Tip:
Highlight text to annotate it
X
Today's question comes from Cardiff, UK.
Tristan Perry asks a fun question.
"Hi Matt.
Could you give any insight into the sort of hardware
and/or server-side software which power a typical
Googlebot--
web crawler--
server?" What a fun question!
So one of the secrets of Google is that rather than
employing these mainframe machines, this heavy iron, big
iron kind of stuff, if you were to go into a Google data
center and look at an example rack, it would look
a lot like a PC.
So there's commodity PC parts.
It's the sort of thing where you'd recognize a lot of the
stuff from having opened up your own computer.
And what's interesting is rather than have like special
Googlebot web crawling servers, we tend to say, OK,
build a whole bunch of different servers that can be
used interchangeably for things like Googlebot, or web
serving, or indexing.
And then we have this fleet, this armada of machines, and
you can deploy it on different types of tasks and different
types of processing.
So hardware wise, they're not exactly the same, but they
look a lot like regular commodity PCs.
And there's no difference between Googlebot servers
versus regular servers at Google.
You might have differences in RAM or hard disk, but in
general, it's the same sorts of stuff.
Now as far as server-side software, there's a little bit
of a joke at Google that says we don't just
build the cars ourselves.
And we don't just build the tires ourselves.

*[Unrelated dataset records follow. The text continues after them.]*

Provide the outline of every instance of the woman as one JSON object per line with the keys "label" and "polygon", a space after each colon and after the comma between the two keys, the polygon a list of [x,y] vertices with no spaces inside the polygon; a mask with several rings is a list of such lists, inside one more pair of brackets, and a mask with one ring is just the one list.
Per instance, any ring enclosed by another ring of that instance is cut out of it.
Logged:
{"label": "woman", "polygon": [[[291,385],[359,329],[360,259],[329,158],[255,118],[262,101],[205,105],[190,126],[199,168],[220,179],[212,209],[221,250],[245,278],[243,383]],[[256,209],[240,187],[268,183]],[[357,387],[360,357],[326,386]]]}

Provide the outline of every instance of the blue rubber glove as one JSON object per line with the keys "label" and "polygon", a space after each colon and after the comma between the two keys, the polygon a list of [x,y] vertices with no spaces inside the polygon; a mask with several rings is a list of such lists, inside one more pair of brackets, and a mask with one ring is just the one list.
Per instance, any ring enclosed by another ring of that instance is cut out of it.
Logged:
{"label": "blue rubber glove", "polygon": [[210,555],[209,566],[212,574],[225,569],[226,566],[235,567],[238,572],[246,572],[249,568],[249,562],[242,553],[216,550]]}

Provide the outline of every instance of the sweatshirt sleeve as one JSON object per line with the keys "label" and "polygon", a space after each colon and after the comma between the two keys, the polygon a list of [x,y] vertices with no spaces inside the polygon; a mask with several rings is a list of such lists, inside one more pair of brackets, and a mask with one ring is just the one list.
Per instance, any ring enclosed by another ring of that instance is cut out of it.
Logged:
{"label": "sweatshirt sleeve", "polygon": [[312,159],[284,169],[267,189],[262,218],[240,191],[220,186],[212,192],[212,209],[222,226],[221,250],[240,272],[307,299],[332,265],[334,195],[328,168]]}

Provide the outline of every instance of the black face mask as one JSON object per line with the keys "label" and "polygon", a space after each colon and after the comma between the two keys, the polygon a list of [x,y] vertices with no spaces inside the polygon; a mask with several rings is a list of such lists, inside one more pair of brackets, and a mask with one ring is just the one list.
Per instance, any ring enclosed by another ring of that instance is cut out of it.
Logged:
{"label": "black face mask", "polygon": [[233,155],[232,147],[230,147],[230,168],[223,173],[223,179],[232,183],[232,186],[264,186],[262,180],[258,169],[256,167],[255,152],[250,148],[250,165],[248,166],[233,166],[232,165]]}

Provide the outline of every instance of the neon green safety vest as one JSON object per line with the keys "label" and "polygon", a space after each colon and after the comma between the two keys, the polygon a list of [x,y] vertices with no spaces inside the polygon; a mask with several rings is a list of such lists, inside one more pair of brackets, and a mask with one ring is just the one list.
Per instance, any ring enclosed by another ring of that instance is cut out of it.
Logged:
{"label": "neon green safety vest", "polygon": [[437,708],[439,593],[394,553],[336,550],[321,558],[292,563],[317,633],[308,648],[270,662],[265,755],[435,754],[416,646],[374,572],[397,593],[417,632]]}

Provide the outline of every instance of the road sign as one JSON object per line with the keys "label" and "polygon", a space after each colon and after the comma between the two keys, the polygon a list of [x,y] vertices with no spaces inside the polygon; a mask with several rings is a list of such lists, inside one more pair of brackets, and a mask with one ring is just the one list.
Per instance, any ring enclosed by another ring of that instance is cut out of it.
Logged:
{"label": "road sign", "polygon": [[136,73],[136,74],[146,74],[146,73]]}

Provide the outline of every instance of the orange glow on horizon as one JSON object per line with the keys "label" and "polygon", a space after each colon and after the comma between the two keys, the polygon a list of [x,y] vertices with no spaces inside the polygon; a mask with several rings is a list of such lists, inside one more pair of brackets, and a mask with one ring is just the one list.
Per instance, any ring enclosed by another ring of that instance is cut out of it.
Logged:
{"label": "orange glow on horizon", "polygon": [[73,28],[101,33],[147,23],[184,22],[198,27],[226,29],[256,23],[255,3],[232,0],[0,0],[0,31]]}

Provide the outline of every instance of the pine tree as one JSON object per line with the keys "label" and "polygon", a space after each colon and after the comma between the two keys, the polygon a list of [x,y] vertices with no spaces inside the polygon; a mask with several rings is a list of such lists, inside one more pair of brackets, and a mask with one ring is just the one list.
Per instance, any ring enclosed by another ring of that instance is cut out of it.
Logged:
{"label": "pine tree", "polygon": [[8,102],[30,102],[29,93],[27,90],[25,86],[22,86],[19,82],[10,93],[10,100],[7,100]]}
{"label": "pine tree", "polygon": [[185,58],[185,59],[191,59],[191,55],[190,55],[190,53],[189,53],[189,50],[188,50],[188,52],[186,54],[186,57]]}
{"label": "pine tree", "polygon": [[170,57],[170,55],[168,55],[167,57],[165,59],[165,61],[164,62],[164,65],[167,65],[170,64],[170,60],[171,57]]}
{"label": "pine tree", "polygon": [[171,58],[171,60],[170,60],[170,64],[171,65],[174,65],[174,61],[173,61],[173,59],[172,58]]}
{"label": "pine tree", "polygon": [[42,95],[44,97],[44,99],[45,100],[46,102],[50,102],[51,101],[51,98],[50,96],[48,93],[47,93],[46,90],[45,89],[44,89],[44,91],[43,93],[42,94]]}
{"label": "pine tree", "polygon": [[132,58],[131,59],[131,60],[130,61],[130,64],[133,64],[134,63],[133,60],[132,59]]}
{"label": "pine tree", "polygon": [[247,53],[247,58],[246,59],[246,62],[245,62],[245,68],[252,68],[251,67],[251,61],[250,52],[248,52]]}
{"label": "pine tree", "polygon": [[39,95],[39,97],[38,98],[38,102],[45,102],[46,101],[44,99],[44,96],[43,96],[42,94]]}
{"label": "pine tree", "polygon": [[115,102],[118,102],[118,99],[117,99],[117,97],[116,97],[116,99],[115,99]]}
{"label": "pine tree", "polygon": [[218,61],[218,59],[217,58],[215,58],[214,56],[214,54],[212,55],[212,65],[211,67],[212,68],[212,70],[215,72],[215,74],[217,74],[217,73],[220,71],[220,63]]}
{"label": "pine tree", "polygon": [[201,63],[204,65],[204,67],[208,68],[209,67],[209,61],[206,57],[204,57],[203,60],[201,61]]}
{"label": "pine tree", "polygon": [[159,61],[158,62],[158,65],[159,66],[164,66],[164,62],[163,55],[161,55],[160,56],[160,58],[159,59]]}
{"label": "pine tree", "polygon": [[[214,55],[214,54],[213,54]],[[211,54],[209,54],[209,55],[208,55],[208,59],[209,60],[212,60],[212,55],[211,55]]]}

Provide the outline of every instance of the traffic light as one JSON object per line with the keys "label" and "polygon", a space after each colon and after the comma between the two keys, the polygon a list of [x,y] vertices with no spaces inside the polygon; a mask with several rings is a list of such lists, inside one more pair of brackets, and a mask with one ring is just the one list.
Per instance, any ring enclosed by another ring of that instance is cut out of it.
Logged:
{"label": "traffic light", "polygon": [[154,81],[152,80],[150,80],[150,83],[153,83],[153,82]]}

We actually vulcanize the rubber on the tires ourselves.
So we tend to look at everything all the
way down to the metal.
I mean, if you think about it, there's data center
efficiency.
There's power efficiency on the motherboards.
And so if you can sort of keep an eye on everything all the
way down, you can make your stuff a lot more efficient, a
lot more powerful.
You're not wasting things because you use some outside
vendor and it's black box.
So Google tends to use a lot of Linux-based machines,
Linux-based servers.
We've got a lot of Linux kernel hackers.
And we tend to have software that we've built pretty much
from the ground up to do all the
different specialized tasks.
So even to the point of our web servers.
We don't use Apache.
We don't use IIS.
We use something called GWS, which stands for the Google
Web Server.
So by having our own binaries that we've built from our own
stuff and building that stack all the way up, it really
unlocks a lot of efficiency.
It makes sure that there's nothing that you can't go in
and tweak to get performance gains or to
fix if you find bugs.
So that's just a little bit of a view of hardware and
software side as far as what goes behind Googlebot and
crawling the web.